Spark DataFrames were inspired by pandas, which also provides an abstraction on top of the data called a DataFrame. pandas is a widely adopted library for data manipulation and analytics. Many developers use it to extrapolate data using Python.

It may seem easy to confuse the two at the beginning, but there are many key differences between pandas and Spark. Most importantly, pandas was not built for scale; it was built to operate on data that fits into one machine’s memory. Consequently, it does not have the distributed Spark architecture. It also does not adhere to functional programming principles: pandas DataFrames are mutable.

Spark DataFramepandas DataFrame
Operation in parallelYesNot out of the box
Lazy evaluationYesNo
ImmutableYesNo

Although, as you can see, there is no out-of-the-box way to operate in parallel over a pandas DataFrame, that does not mean it is entirely impossible.
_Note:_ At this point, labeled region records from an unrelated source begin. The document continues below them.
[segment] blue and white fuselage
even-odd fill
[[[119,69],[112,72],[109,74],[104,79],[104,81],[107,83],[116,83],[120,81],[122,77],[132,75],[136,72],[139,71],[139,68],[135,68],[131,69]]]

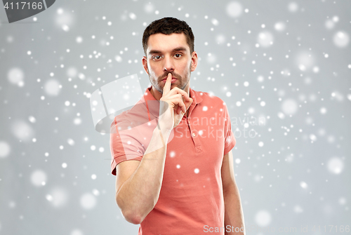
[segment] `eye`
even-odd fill
[[[161,55],[154,55],[152,56],[152,60],[159,60],[161,58]]]

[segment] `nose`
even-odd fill
[[[173,60],[171,58],[168,56],[166,56],[164,60],[164,72],[166,71],[173,71],[174,70],[174,64],[173,62]]]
It simply means that you have to create a solution and consider the possible problems you might encounter (thread locks, race conditions, etc.) and their impact on the end result. Other differences are that Spark supports lazy evaluation, while in pandas, operations take place immediately as soon as the Python code line is executed, and DataFrames in pandas are not immutable. This makes it easy to operate on pandas DataFrames, as you don’t need to remember or be aware of the lazy execution approach—when you call a function, it is executed immediately and you can interact with the results right away. However, it also makes it challenging to scale using parallel or distributed computing.